Na França: Voluntários humanos por imposição governamental podem o limite de € 4.500 por ano para evitar os abusos. O voluntário não pode participar de mais de 3 experiências anuais. O que leva a vária multinacionais e empresas farmacológicas, buscarem estratégias.

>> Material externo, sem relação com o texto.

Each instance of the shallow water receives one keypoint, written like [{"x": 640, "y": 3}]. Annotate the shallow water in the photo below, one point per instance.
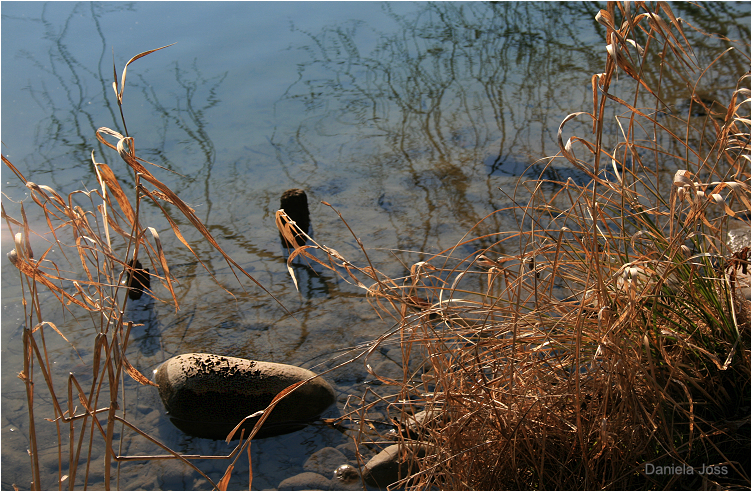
[{"x": 413, "y": 120}]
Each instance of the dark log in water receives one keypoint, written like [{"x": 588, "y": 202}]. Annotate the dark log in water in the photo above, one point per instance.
[{"x": 295, "y": 204}]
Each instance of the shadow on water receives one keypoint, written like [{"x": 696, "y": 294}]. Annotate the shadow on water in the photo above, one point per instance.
[{"x": 412, "y": 126}]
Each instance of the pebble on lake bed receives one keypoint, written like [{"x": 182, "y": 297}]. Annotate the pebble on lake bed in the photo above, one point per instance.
[{"x": 207, "y": 395}]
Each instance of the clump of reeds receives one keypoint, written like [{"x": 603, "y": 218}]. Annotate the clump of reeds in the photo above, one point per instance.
[{"x": 614, "y": 339}]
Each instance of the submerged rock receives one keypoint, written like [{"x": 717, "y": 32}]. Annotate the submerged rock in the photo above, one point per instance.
[
  {"x": 324, "y": 461},
  {"x": 386, "y": 467},
  {"x": 207, "y": 395},
  {"x": 305, "y": 481},
  {"x": 295, "y": 204}
]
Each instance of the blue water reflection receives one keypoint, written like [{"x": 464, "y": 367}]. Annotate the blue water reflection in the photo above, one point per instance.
[{"x": 407, "y": 117}]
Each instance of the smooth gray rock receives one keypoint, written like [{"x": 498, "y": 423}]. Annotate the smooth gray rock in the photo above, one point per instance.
[
  {"x": 324, "y": 461},
  {"x": 386, "y": 468},
  {"x": 207, "y": 395},
  {"x": 738, "y": 238},
  {"x": 305, "y": 481}
]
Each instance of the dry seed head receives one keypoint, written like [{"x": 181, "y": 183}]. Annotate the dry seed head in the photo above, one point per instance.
[
  {"x": 681, "y": 193},
  {"x": 681, "y": 178}
]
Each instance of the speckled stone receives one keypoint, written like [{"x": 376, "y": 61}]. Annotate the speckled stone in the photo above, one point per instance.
[
  {"x": 305, "y": 481},
  {"x": 207, "y": 395}
]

Segundo a RFI (Radio Francesa de Notícias) “Índia ou China, mas também a América Latina e o leste europeu sempre fornecem “cobaias humanas” para as empresas farmacêuticas ocidentais, em um mercado estimado em € 1,5 bilhões por ano”.
Fontes de Pesquisa
Experimentação Científica com Seres Humanos: Limites Éticos e Jurídicos, Roberta Elzy Simiqueli de Faria; RFI – Radio francesa de notícias – http://www.rfi.fr/br/ciencias-; Artigo Revista Galileu e Superinteressante, Documento OMS – Organização Mundial de Saúde; Le Monde Diplomatique Artigo Jean-PhillipeChippau diretor de pesquisa do Institut de Recherche pour Le Développement.
Flávia Costa é pedagoga, consultora de Gênero e Raça, professora autônoma de gênero no Projeto PUC de Portas Abertas para Migrantes e Refugiados, é membro da direção nacional da União Brasileira de Mulheres e diretora estadual de Comunicação da União dos Negros pela Igualdade-SP.